While walking on the sidewalk, a man allegedly had a trip and fallaccident on a portion of the sidewalk near the City Library which rests against metal grating. As a result of the accident, Gray sustained injuries to his left hand, his left forth finger, and to other parts of his body. He filed summons and complaint against five defendants. The action is to recover monetary damages for personal injuries sustained.
Sources revealed that Defendant A is a City in the U.S, Defendant B is a City Transit Authority, Defendant C is a Metro Transit Authority, Defendant D is an electric service provider and Defendant E is a public library. Defendants B and C requested to dismiss the complaint and all cross claims made against them. They contend that the plaintiff and the co-defendants have failed to state a cause of action as against them and that there are issues capable of trial in dispute as they do not own, maintain, operate or control the sidewalk or the grating where plaintiff fell. Defendant A argued that it is neither the owner of the subject sidewalk, nor is responsible for its maintenance. Defendant D argues that a question of fact exists whether it was responsible for maintaining the sidewalk as the Library has admitted in a previous case that it entered into a contract with a construction company for its rehabilitation and replacement.
The Plaintiff claims that the contractors previously performed work on behalf of the Library at the location of the accident.
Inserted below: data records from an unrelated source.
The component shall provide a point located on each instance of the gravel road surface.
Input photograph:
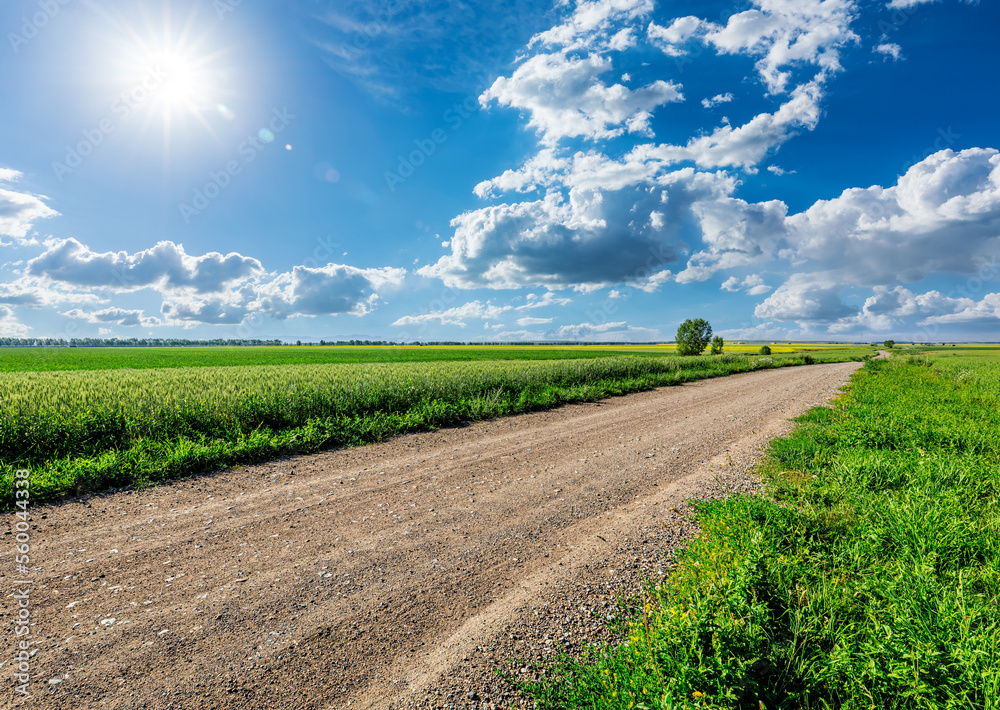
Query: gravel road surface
(394, 575)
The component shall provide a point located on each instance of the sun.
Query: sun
(182, 83)
(171, 73)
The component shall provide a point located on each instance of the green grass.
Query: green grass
(89, 430)
(141, 358)
(869, 579)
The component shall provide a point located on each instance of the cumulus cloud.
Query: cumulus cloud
(326, 290)
(117, 316)
(528, 320)
(592, 239)
(10, 326)
(619, 331)
(33, 293)
(716, 100)
(806, 298)
(165, 266)
(594, 23)
(967, 311)
(565, 98)
(547, 299)
(890, 50)
(780, 33)
(943, 215)
(20, 210)
(753, 285)
(457, 315)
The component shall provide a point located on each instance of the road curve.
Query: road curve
(394, 574)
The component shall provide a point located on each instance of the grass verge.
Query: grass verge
(92, 430)
(869, 579)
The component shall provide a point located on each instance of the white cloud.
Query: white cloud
(889, 49)
(806, 298)
(619, 331)
(10, 326)
(457, 315)
(543, 301)
(35, 293)
(328, 290)
(753, 285)
(716, 100)
(967, 311)
(594, 23)
(943, 215)
(595, 238)
(117, 316)
(566, 98)
(20, 210)
(781, 33)
(165, 266)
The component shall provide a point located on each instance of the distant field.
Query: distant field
(47, 359)
(869, 578)
(104, 426)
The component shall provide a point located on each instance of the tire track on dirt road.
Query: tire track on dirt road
(391, 574)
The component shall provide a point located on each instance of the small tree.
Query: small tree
(693, 336)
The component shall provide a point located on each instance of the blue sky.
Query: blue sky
(416, 170)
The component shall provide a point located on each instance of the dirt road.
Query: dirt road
(395, 574)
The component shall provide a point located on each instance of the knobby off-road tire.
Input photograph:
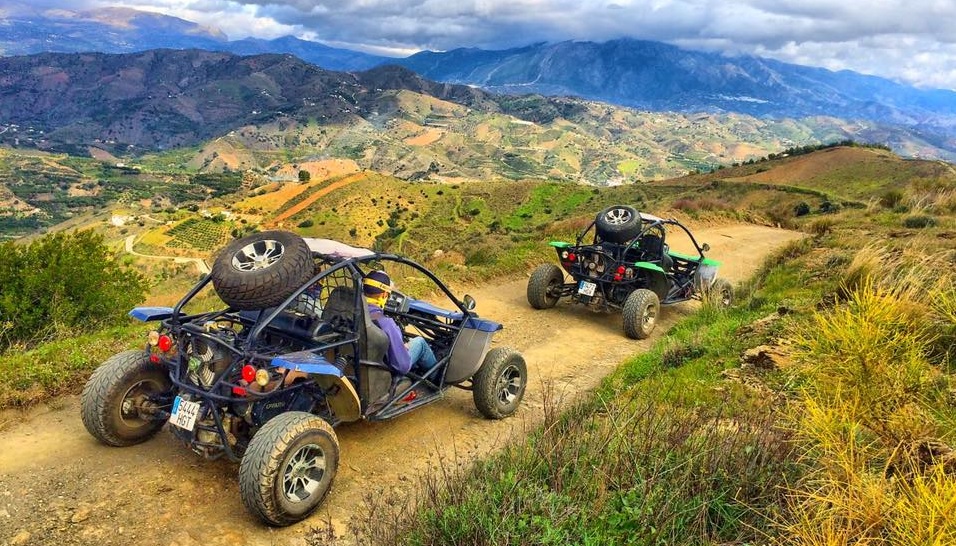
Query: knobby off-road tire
(641, 309)
(288, 468)
(261, 270)
(721, 293)
(111, 396)
(499, 384)
(542, 280)
(618, 223)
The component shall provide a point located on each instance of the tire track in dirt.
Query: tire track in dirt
(59, 486)
(299, 207)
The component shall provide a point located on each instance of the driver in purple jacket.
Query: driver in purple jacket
(402, 356)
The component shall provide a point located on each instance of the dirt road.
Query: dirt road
(58, 486)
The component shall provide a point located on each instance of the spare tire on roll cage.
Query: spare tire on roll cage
(262, 270)
(618, 223)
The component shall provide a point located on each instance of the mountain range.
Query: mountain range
(634, 73)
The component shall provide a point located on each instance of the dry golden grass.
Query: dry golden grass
(428, 136)
(874, 414)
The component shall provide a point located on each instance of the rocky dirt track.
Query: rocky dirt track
(59, 486)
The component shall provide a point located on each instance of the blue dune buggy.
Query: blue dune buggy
(622, 261)
(264, 381)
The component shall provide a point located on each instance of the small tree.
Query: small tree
(62, 282)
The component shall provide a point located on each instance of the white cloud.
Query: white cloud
(912, 41)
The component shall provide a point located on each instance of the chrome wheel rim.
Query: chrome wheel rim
(258, 255)
(303, 473)
(617, 217)
(509, 385)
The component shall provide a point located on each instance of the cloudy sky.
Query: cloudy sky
(913, 41)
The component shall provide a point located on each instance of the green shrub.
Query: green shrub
(63, 282)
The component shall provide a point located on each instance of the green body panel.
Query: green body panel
(649, 265)
(705, 261)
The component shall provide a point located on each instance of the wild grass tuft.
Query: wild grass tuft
(873, 422)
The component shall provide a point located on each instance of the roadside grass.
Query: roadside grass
(61, 366)
(668, 451)
(849, 442)
(873, 417)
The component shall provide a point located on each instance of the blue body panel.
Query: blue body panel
(425, 307)
(147, 314)
(306, 361)
(483, 325)
(474, 323)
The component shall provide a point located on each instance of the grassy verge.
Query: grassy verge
(845, 436)
(669, 451)
(61, 366)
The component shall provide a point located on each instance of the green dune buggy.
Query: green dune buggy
(628, 266)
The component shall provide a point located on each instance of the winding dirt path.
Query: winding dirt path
(200, 264)
(58, 486)
(307, 202)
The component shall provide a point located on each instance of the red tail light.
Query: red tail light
(165, 343)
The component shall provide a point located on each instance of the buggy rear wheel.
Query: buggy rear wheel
(721, 293)
(541, 284)
(288, 468)
(117, 403)
(261, 270)
(640, 313)
(499, 384)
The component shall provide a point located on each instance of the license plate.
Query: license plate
(184, 414)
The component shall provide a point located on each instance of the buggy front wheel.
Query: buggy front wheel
(288, 468)
(119, 402)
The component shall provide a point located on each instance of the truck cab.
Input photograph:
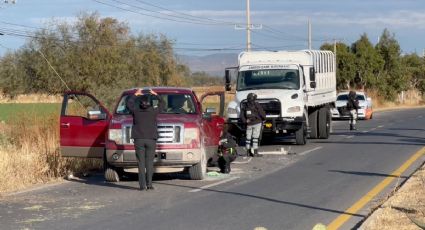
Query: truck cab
(295, 88)
(188, 135)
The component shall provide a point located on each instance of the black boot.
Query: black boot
(256, 154)
(248, 153)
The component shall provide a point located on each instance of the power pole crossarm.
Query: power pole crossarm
(248, 27)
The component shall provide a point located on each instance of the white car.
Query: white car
(365, 112)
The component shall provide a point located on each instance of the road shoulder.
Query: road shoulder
(399, 211)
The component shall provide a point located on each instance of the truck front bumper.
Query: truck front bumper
(163, 157)
(279, 124)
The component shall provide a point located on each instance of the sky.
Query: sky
(202, 27)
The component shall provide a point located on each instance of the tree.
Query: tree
(394, 74)
(368, 62)
(94, 54)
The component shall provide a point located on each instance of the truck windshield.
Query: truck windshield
(268, 79)
(174, 104)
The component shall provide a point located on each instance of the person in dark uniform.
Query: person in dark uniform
(145, 133)
(253, 116)
(226, 151)
(352, 106)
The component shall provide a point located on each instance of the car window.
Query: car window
(360, 97)
(174, 104)
(80, 105)
(343, 97)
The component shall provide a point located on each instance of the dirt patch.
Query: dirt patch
(403, 208)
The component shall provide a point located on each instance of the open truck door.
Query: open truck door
(83, 126)
(213, 119)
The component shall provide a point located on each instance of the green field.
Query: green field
(10, 110)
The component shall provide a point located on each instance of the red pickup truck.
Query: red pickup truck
(188, 138)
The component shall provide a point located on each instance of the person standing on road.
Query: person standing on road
(253, 116)
(145, 133)
(352, 106)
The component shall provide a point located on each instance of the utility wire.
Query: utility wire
(153, 16)
(197, 17)
(54, 70)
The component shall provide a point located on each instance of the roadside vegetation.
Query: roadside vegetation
(29, 148)
(405, 208)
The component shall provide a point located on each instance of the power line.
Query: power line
(190, 21)
(177, 12)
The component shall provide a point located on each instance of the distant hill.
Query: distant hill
(213, 64)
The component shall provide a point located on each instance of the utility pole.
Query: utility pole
(309, 34)
(248, 26)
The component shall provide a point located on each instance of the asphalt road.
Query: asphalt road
(312, 184)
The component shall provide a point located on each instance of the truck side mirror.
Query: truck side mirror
(312, 78)
(227, 79)
(96, 115)
(312, 74)
(208, 113)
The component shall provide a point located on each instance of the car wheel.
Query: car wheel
(324, 123)
(301, 135)
(113, 174)
(198, 171)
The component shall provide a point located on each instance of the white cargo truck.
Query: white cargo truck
(296, 89)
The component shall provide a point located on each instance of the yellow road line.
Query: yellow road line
(341, 219)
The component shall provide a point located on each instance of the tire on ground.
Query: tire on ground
(198, 171)
(312, 122)
(324, 122)
(112, 174)
(301, 135)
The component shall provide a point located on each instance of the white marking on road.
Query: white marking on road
(281, 151)
(213, 184)
(309, 151)
(39, 188)
(242, 162)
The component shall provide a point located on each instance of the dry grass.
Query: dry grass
(31, 98)
(29, 150)
(411, 98)
(408, 200)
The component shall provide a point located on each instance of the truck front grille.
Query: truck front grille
(272, 107)
(167, 134)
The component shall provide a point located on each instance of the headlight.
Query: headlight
(190, 135)
(294, 109)
(115, 135)
(232, 111)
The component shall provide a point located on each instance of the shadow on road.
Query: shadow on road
(367, 174)
(266, 199)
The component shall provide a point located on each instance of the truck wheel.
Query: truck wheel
(113, 174)
(312, 122)
(324, 123)
(301, 135)
(198, 171)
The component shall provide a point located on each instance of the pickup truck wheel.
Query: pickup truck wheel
(301, 135)
(198, 171)
(312, 122)
(112, 174)
(324, 123)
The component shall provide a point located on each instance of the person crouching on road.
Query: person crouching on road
(145, 133)
(253, 116)
(352, 106)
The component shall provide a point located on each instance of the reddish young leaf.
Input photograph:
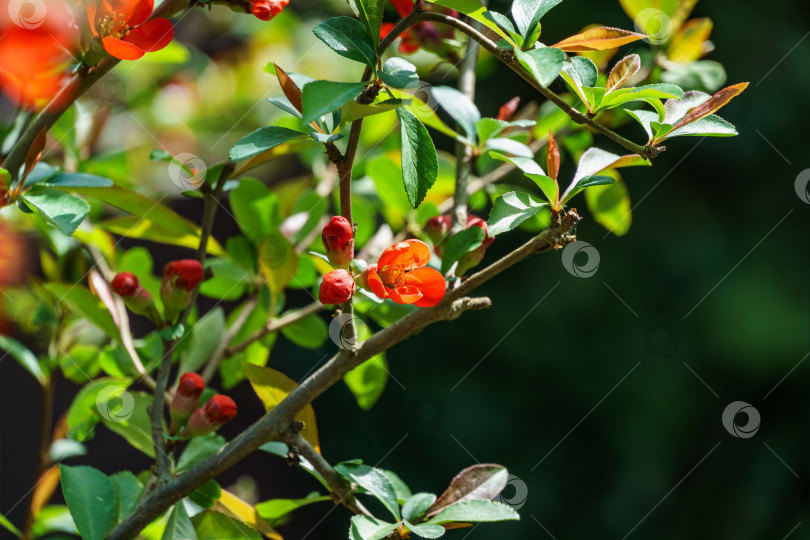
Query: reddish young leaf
(712, 105)
(552, 157)
(598, 39)
(622, 71)
(289, 88)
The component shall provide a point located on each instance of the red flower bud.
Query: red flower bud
(179, 279)
(137, 299)
(509, 108)
(338, 239)
(210, 417)
(337, 287)
(267, 9)
(186, 399)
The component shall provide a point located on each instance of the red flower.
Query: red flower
(338, 239)
(337, 287)
(267, 9)
(123, 28)
(186, 399)
(401, 275)
(210, 417)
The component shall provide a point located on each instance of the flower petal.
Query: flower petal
(405, 294)
(152, 35)
(430, 282)
(406, 255)
(121, 49)
(375, 284)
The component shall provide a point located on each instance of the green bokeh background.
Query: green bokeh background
(600, 395)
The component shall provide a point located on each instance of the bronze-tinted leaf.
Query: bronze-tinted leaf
(622, 71)
(598, 39)
(712, 105)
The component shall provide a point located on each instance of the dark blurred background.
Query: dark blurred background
(603, 396)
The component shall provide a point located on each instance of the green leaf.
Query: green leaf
(73, 179)
(420, 164)
(372, 480)
(349, 38)
(278, 261)
(459, 107)
(90, 498)
(398, 73)
(62, 210)
(25, 357)
(260, 140)
(86, 304)
(255, 208)
(416, 506)
(206, 335)
(127, 492)
(310, 332)
(475, 511)
(527, 13)
(510, 210)
(179, 526)
(367, 381)
(460, 244)
(215, 526)
(323, 97)
(369, 528)
(370, 13)
(544, 64)
(582, 183)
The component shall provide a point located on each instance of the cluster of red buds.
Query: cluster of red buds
(179, 280)
(191, 420)
(438, 230)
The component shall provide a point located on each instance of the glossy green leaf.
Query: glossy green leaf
(475, 511)
(26, 358)
(349, 38)
(90, 497)
(420, 165)
(372, 480)
(62, 210)
(459, 107)
(367, 381)
(544, 64)
(323, 97)
(260, 140)
(511, 209)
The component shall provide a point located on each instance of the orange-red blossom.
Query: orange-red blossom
(402, 276)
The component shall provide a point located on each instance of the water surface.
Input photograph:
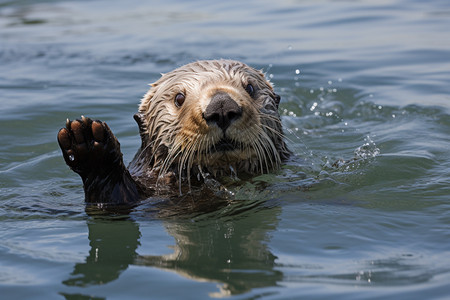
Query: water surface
(363, 83)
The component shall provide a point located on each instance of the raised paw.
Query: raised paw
(89, 147)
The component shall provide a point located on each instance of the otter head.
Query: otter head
(214, 116)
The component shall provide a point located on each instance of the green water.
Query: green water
(366, 82)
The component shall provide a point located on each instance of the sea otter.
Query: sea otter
(212, 117)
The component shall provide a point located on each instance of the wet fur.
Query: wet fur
(178, 143)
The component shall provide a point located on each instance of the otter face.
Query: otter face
(215, 116)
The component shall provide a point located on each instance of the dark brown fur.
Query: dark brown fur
(201, 121)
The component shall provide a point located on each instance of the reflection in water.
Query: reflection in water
(231, 250)
(113, 249)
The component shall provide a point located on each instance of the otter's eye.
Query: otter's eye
(250, 90)
(179, 99)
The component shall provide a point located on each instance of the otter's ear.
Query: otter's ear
(277, 99)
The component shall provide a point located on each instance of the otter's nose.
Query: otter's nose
(222, 110)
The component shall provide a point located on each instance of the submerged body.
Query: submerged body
(206, 118)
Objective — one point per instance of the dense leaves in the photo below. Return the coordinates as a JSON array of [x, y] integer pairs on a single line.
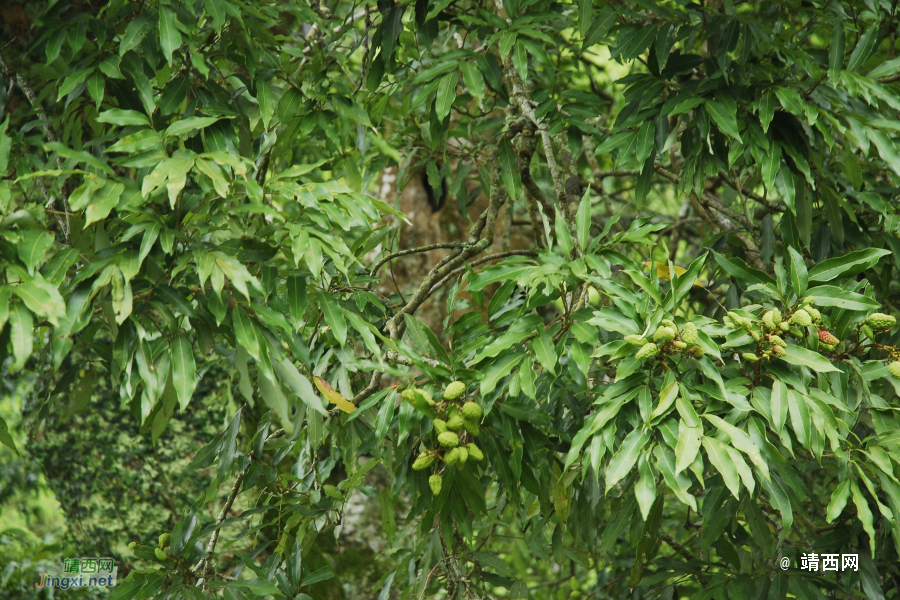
[[689, 373]]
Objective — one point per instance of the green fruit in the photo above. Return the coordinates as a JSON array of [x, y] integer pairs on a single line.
[[424, 460], [454, 423], [475, 452], [880, 321], [448, 439], [463, 456], [455, 391], [648, 351], [635, 340], [472, 411], [801, 318], [664, 334], [894, 369], [435, 482], [690, 336]]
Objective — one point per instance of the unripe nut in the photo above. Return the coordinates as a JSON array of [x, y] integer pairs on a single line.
[[448, 439]]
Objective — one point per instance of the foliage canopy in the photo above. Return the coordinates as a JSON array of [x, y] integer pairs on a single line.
[[685, 376]]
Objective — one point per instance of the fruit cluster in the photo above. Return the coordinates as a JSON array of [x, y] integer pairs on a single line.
[[455, 424], [667, 340]]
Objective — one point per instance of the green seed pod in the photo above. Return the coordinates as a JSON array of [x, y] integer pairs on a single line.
[[472, 411], [448, 439], [635, 340], [455, 391], [894, 369], [664, 334], [801, 318], [424, 460], [454, 423], [690, 336], [475, 452], [880, 321], [648, 351]]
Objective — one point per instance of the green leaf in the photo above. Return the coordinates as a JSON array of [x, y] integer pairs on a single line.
[[446, 94], [118, 116], [169, 36], [627, 455], [848, 265], [799, 276], [184, 370], [188, 125], [836, 52], [334, 316], [830, 295], [724, 114], [839, 498], [864, 47], [545, 352]]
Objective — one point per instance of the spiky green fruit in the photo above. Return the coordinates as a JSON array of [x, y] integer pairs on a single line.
[[435, 482], [880, 321], [648, 351], [424, 460], [454, 423], [826, 337], [448, 439], [463, 456], [664, 334], [635, 340], [475, 452], [894, 369], [690, 336], [801, 318], [472, 411], [454, 391]]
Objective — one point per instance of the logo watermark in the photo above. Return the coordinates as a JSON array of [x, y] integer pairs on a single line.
[[83, 572]]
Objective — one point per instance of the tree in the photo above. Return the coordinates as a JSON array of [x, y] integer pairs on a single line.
[[688, 376]]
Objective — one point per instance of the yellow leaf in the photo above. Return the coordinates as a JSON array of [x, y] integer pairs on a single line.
[[662, 271], [333, 395]]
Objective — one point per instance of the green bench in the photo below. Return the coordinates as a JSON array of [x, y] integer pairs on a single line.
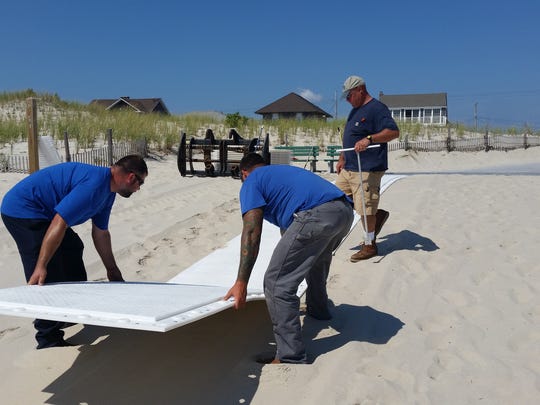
[[303, 154], [332, 156]]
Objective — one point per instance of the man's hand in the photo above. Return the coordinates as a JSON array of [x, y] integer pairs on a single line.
[[38, 276], [339, 166], [239, 292], [361, 145]]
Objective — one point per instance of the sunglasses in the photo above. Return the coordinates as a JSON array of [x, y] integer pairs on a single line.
[[139, 178]]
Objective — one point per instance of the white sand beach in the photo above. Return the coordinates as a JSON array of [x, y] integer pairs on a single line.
[[448, 313]]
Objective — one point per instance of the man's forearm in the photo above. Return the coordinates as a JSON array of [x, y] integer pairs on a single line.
[[250, 242]]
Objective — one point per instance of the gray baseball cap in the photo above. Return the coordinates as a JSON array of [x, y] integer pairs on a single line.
[[351, 83]]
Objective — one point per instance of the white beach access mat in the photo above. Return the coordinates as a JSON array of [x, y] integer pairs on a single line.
[[195, 293]]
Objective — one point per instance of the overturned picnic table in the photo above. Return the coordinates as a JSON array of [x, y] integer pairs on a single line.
[[303, 154]]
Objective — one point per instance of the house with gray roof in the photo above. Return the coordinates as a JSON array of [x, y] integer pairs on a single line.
[[140, 105], [292, 106], [428, 109]]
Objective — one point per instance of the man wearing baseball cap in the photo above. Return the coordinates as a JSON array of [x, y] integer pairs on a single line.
[[369, 122]]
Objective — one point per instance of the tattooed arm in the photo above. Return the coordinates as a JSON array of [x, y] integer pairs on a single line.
[[249, 250]]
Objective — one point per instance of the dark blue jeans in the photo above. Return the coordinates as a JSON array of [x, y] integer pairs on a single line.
[[65, 265]]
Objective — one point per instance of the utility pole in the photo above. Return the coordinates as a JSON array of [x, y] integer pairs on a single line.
[[335, 105], [476, 117]]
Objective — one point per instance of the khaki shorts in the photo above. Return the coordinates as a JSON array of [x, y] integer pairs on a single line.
[[349, 183]]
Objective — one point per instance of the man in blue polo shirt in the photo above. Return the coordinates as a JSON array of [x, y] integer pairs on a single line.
[[369, 122], [40, 211], [314, 216]]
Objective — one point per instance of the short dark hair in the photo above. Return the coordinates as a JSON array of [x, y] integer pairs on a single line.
[[133, 164], [251, 160]]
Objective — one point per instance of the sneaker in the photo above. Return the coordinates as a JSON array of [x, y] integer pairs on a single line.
[[380, 218], [366, 252], [59, 343]]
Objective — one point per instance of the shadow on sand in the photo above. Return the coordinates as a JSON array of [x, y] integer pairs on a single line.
[[354, 324]]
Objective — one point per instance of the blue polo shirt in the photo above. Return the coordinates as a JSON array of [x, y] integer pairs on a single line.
[[76, 191], [282, 190], [367, 120]]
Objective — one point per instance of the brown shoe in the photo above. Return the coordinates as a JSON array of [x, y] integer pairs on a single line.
[[380, 218], [366, 252]]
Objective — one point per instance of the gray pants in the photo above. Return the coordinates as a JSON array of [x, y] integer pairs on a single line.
[[304, 251]]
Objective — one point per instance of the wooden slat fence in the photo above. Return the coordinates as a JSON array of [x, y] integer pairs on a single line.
[[98, 156]]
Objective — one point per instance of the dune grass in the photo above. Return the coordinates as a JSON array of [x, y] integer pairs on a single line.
[[89, 124]]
The Authorities submit an affidavit from a civil engineer employed by the Defendant B states that she reviewed Gray’s notice of claim, the bill of particulars, and photos of the grating in question and conducted a search for blueprints of the sidewalk grating. The civil engineer maintains that she found no files or records relating to the subject area and further states that Defendant B does not own, maintain, operate or control the sidewalk or the grating where plaintiff fell. The civil engineer’s affidavit also states that the grating where plaintiff fell has a diamond pattern and hinges, which are utilized by Defendant D and not utilized by Defendant B. She concludes that transit gratings are curbside and are used to provide ventilation to train passengers directly below. This grating does not serve Defendant B and is not located at or on the Transit Authority system.
The Authorities also argue that, according to City Charter, public streets in the City are the property of the City and the City has the duty to maintain and repair any defects or dangerous conditions. They contend that, because the sidewalk in question is a public thoroughfare and the grating is the property of another party, the Authorities have no control or authority over said area. In addition, the Authorities contend that there is no evidence that they received prior notice of any perceived or alleged condition, nor has there been any showing that they created or caused the condition stated in plaintiff’s complaint.
The City contends that the Administrative Code of the City states that liability for the accident arising from a defective sidewalk has been shifted from the City to the owner of the real property which abuts the defective sidewalk. The City states that unless an exception is found to exist, liability for defective sidewalks attaches to the landowner and not to the City.
The Plaintiff contends that the Authorities’ motion should be denied as the affidavit of the civil engineer is self-serving and as the testimonies of the parties have not yet been conducted. He also argues that although the civil engineer claims that the grating does not belong to Defendant B and is of the type utilized by Defendant D, Defendant D has not affirmatively stated that the grating is in fact their own.